Culp secured a handsome pay package when he agreed on Monday to become the first outsider CEO in GE’s 126-year history. He faces enormous challenges given GE’s debt-riddled balance sheet, shrinking cash flow and slumping power division.
The four-year agreement, detailed in filings made public late Thursday, calls for Culp to receive an annual base salary of $2.5 million and a bonus of up to $3.75 million a year.
Culp, the former CEO of industrial manufacturer Danaher (DHR), can also receive up to $15 million a year in performance share units if he hits certain other targets.
If GE’s share price holds at least 50% above the 30-day average prior to Culp’s arrival, the new CEO would claim a one-time reward.
A 50% leap for GE shares would take it to about $18.60 – a sizable recovery given the company’s recent stumbles. Culp would receive 2.5 million shares valued at about $46.5 million.
The real big money comes if GE’s shares spike 150% – to about $31 a share – by September 30, 2022. That would trigger a reward of 7.5 million shares, valued at $232.5 million.
In other words, Culp stands to receive more than $310 million in total compensation if he can engineer a GE comeback in the next four years.
Of course, shareholders would be thrilled with that kind of improvement in GE’s share price after many years of horrible performance. Nearly half a trillion has evaporated from GE’s market value over the past 18 years, or roughly the size of Facebook (FB).
“Larry is a proven executive with a long track record of superior execution,” GE said in a statement. “The Board’s package to attract Larry is overwhelmingly tied to performance.”
Culp has a track record for success. Danaher’s market value and revenue quintupled during his tenure there.
GE said that only about 10% of Culp’s annual pay is guaranteed and the one-time grant will only pay if the company’s market value climbs by at least $50 billion. Last week, GE fell below $100 billion in market value for the first time since the Great Recession.
The one-time reward will not pay if Culp is fired for cause or if he quits “without good reason,” the filing said.
Investors are loving the early days of the Culp era. GE’s share price climbed another 4% on Friday, leaving it up nearly 17% since the hiring was announced.
Even Wall Street’s biggest GE bear praised the leadership shuffle.

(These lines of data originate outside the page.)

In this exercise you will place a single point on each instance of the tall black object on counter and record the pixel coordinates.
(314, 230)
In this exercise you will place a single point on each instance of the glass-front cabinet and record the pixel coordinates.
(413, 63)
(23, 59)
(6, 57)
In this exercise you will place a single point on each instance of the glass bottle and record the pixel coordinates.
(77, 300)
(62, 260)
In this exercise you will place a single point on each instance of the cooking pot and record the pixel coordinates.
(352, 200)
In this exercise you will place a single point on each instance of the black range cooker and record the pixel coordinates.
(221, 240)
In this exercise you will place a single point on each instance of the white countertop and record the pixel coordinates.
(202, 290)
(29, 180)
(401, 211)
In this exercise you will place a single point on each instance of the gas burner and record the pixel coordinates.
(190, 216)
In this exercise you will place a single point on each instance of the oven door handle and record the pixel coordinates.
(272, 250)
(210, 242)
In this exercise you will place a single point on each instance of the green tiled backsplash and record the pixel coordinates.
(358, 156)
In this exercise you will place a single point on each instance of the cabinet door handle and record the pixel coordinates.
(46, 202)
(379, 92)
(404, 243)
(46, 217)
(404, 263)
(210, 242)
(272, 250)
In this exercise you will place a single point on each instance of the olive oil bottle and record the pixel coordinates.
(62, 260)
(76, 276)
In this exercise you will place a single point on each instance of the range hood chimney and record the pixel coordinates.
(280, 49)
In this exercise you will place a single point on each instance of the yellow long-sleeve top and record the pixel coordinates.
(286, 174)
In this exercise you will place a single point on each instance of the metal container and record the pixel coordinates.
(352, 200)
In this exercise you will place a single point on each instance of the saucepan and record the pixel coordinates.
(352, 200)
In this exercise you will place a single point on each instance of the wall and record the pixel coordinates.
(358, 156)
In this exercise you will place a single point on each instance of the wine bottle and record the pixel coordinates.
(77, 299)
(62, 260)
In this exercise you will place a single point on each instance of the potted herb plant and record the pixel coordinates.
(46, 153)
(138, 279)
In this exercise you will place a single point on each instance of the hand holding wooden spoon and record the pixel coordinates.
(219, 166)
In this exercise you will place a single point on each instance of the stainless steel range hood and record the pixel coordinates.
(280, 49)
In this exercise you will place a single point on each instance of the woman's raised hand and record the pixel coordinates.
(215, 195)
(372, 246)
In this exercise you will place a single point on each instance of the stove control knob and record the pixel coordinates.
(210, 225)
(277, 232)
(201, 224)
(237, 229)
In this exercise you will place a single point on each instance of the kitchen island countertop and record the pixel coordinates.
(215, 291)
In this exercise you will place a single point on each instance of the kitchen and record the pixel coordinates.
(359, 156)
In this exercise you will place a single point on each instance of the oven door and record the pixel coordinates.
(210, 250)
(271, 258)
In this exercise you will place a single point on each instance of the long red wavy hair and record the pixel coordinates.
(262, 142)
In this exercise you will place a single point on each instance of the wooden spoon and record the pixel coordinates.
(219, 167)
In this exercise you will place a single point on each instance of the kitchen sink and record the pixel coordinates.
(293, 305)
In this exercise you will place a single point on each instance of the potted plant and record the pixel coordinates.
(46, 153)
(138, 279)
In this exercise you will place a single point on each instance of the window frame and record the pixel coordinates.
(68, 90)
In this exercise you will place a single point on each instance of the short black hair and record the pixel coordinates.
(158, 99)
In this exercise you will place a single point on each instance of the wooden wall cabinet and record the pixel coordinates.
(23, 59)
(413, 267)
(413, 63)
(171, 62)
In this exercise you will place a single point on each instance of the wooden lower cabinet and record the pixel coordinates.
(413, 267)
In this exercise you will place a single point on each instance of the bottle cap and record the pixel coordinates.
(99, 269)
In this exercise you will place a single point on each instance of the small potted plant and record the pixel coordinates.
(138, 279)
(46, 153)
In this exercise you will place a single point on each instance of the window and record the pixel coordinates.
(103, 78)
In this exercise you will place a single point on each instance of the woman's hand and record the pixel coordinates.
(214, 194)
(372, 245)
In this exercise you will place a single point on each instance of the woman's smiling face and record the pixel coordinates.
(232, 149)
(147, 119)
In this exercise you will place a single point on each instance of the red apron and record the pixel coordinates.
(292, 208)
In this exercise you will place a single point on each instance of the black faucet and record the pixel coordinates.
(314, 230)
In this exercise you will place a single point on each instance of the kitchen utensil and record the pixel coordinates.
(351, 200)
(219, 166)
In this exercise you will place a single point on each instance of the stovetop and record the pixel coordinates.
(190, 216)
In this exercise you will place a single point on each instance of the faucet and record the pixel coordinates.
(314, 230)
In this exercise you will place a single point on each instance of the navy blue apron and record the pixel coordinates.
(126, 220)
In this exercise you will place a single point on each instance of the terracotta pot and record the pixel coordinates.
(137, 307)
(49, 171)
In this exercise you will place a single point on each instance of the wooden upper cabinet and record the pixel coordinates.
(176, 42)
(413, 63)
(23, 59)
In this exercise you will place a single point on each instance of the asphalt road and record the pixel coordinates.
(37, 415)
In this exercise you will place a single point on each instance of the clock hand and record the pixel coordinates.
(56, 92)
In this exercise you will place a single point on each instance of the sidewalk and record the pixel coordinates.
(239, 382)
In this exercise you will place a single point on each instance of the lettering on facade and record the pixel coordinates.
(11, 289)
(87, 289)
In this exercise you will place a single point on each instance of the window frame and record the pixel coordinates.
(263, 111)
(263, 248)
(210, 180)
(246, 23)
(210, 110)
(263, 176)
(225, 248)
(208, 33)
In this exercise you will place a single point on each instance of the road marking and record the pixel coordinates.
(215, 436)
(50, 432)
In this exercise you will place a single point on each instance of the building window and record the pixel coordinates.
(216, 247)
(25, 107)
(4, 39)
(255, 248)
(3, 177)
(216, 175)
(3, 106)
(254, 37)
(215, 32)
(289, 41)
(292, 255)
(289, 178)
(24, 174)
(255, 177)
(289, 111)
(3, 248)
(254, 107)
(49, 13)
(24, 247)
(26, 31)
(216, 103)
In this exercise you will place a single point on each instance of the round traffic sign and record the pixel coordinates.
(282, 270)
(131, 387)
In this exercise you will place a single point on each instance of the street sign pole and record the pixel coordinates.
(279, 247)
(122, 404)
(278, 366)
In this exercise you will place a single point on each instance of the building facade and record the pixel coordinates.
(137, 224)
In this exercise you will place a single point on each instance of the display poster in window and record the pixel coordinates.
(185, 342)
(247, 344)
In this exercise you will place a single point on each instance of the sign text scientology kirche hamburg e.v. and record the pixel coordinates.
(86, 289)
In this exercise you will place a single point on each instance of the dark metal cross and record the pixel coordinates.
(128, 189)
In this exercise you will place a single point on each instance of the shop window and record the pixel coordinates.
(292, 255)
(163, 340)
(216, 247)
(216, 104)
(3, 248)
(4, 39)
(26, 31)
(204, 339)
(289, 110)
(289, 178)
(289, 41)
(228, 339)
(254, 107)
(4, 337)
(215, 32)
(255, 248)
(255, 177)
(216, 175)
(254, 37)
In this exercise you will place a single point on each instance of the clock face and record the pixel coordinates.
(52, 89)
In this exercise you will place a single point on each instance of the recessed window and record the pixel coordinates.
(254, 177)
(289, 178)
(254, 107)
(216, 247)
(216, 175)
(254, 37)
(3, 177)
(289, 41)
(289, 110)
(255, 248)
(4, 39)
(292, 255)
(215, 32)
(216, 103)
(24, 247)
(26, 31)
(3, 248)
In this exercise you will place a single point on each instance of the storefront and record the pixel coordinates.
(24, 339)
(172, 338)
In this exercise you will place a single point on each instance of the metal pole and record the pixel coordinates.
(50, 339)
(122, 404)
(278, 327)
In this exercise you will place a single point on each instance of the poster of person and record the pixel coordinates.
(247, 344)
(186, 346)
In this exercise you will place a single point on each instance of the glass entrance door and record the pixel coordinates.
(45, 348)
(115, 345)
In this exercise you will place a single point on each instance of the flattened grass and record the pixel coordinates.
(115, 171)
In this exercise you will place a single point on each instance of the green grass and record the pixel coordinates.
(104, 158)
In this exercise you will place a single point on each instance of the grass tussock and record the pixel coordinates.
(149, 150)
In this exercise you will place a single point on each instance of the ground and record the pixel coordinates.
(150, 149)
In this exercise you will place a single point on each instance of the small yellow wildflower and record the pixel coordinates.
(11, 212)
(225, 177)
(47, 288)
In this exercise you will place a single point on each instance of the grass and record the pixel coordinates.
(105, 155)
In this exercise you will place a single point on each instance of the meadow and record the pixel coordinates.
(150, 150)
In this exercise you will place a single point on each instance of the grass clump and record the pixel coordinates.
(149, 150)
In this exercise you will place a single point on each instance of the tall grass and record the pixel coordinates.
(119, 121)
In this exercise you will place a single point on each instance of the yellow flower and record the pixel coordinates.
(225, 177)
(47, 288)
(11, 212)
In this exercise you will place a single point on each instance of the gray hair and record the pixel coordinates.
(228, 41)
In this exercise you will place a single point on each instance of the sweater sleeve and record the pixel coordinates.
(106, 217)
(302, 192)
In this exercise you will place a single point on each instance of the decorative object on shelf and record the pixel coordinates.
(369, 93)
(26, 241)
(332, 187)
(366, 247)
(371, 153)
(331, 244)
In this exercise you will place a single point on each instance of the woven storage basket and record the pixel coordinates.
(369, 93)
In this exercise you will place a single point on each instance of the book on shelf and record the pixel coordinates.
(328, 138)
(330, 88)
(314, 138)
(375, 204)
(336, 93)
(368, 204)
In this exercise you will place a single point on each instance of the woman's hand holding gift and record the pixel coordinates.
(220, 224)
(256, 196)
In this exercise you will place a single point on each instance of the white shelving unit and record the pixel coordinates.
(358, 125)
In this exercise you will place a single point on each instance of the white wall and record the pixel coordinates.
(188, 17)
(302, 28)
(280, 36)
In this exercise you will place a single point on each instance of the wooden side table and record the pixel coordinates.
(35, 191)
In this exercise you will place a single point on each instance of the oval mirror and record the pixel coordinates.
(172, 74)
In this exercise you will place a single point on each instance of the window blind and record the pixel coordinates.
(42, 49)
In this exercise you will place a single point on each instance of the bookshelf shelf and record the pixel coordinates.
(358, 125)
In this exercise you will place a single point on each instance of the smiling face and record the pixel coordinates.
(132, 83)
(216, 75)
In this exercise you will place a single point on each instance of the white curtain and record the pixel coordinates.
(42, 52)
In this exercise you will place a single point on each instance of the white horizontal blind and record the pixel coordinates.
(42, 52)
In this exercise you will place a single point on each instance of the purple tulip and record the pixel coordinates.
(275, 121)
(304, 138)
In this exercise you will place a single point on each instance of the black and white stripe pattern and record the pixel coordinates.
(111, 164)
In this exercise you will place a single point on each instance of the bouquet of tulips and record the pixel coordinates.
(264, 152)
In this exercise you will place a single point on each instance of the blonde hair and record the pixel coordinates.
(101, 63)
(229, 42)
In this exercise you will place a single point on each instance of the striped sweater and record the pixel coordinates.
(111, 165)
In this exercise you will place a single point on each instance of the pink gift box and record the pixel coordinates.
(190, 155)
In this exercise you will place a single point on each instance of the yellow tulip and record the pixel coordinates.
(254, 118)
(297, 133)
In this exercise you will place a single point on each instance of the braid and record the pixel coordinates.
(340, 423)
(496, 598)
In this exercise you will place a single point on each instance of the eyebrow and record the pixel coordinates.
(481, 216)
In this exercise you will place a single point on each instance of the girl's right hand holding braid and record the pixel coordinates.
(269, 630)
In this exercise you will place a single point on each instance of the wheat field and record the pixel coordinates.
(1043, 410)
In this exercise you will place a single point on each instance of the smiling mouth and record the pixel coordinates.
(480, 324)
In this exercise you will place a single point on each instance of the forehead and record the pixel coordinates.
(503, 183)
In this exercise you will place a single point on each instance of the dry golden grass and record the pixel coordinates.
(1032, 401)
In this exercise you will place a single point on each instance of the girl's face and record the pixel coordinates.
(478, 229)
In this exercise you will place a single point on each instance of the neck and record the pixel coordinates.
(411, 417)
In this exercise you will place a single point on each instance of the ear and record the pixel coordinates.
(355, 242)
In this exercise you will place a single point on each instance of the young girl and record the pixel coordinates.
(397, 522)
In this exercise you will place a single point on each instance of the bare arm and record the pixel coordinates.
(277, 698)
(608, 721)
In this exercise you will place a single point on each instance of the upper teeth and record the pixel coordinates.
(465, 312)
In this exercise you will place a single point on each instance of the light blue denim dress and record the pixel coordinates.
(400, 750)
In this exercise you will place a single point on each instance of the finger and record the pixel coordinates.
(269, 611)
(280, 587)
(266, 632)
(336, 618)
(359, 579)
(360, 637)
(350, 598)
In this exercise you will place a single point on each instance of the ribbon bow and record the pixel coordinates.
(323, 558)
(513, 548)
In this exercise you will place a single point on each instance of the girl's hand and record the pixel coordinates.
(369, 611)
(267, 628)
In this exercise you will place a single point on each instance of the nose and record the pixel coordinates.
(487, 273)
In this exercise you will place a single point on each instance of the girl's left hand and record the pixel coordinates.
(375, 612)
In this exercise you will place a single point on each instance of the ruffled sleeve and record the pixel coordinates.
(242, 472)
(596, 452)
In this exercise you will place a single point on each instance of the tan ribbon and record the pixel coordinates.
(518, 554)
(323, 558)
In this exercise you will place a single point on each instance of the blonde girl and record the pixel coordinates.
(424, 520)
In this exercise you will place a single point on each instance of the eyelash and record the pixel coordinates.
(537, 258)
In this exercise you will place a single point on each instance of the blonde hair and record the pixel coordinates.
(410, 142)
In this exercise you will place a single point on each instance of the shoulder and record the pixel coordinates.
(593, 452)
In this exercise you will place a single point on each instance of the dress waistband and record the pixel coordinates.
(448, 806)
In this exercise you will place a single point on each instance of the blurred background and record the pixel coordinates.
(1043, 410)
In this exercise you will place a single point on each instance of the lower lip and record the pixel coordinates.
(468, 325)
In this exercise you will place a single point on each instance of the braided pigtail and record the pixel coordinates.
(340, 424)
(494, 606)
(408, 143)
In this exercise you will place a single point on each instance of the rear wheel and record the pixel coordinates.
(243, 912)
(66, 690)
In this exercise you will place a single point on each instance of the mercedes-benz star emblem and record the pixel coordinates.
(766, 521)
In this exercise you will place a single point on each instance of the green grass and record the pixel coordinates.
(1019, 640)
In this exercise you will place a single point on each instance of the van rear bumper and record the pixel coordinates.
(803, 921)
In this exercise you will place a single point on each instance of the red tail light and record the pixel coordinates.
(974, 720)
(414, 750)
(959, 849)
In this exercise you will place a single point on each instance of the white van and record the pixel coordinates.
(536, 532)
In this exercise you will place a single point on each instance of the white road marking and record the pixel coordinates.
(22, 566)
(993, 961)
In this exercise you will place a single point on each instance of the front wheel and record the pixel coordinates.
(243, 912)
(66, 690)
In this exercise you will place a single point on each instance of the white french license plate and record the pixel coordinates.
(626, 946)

“We fully expect him to do well,” JPMorgan Chase analyst C. Stephen Tusa, Jr. wrote to clients this week. He called the hiring a clear “positive for future investor confidence.”
But Tusa warned that Culp has a “large amount of wood to chop” because he’s inheriting a troubled company.
Analysts expect Culp to seriously consider layoffs, especially at GE’s headquarters and its slumping power division.
Some question whether GE’s pay package will force the new boss to be too short-term oriented.
“Larry must be rewarded for the drivers of a great business and not be tempted to take shortcuts to boost stock price,” said Eleanor Bloxham, founder and CEO of The Value Alliance, which advises boards on corporate governance.
“I’d be concerned about financial manipulation that would dress up a pig,” Bloxham said.